35. Unsere Partei legt das Programm der Neuen Demokratischen Revolution Indiens den Menschen vor und widmet sich selbst dieser großen revolutionären Sache. Sie setzt sich selbst die Aufgabe, Sozialismus zu erreichen. Unser ultimatives Ziel ist Kommunismus. Nach der Demokratischen Revolution des Volkes werden die Produktionsbeziehungen Schritt für Schritt revolutioniert, während des Prozesses die Klassenunterschiede zwischen Ausbeuter und den Ausgebeuteten zu beseitigen.
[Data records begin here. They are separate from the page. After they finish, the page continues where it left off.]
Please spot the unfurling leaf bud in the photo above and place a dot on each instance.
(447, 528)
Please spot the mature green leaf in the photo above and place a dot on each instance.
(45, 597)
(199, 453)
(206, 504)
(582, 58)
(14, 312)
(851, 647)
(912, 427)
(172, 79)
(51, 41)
Die Partei wird die Anstrengungen fortführen, die brahmanische Ideologie, Kastenunterdrückung und Diskriminierung auszurotten, indem sie eine wissenschaftliche sozialistische Anschauung befördert. Sie wird sich weiterhin vorwärts bewegen, indem sie die Revolution unter der Diktatur des Proletariats fortführt und damit die sozialistische Gesellschaft weiter als starkes Basisgebiet für die proletarische Weltrevolution konsolidiert. Der sozialistische Staat wird die Diktatur des Proletariats sein, welche die Demokratie für die riesige Mehrheit der Menschen garantiert, während sie Diktatur über die Handvoll Ausbeuter ausübt. Es wird Klassen geben, Klassenwidersprüche und Klassenkämpfe sogar in der sozialistischen Gesellschaft, in Übereinstimmung mit den Prinzipien des Marxismus-Leninismus-Maoismus von ununterbrochener Fortführung der Revolution unter der Diktatur des Proletariats. Die Partei wird damit fortfahren, die proletarische Kulturrevolution voran zu treiben und dadurch jeden Versuch des Imperialismus, modernen Revisionismus und kapitalistischer Abweichler, den Kapitalismus zu restaurieren, bekämpfen und besiegen. Durch diesen Prozess wird sie den Kampf gegen jegliche Missbildungen fortführen, die sich ins sozialistische System einschleppen, insbesondere gegen Bürokratie, und wird dadurch weiterhin gewährleisten, dass die Menschen am Staat teilhaben und weder vom sozialistischen Staat noch von der proletarischen Partei entfremdet werden. Sie wird verbleibende Ungleichheiten kreativ eliminieren müssen und die Widersprüche auflösen, die innerhalb sozialistischer Gesellschaft existieren und, innerhalb dieses Prozesses, sich auf die Eliminierung der Klassengesellschaft zubewegen und, dadurch, auf das Dahinschwinden des Staates, d.h. in Richtung Kommunismus auf globaler Ebene.

Die Partei verspricht, ihre Pflicht zu erfüllen, dem endlosen Elend und Leiden von Abermillionen unseres geliebten Volkes ein Ende zu machen, indem sie die demokratische Revolution des Volkes vollendet. Weiterhin verspricht sie, der Klassenlinie und Massenlinie in jeder Hinsicht zu folgen und immer wachsam zu sein gegenüber den Verschwörungen und ruchlosen Intrigen der Imperialisten und modernen Revisionisten, und vorwärts zu marschieren zur endgültigen Abschaffung von Ausbeutung und Unterdrückung durch die Fortführung der Revolution unter der Diktatur des Proletariats, und vorwärts zu marschieren zum Sozialismus und dann zum Kommunismus auf globaler Ebene.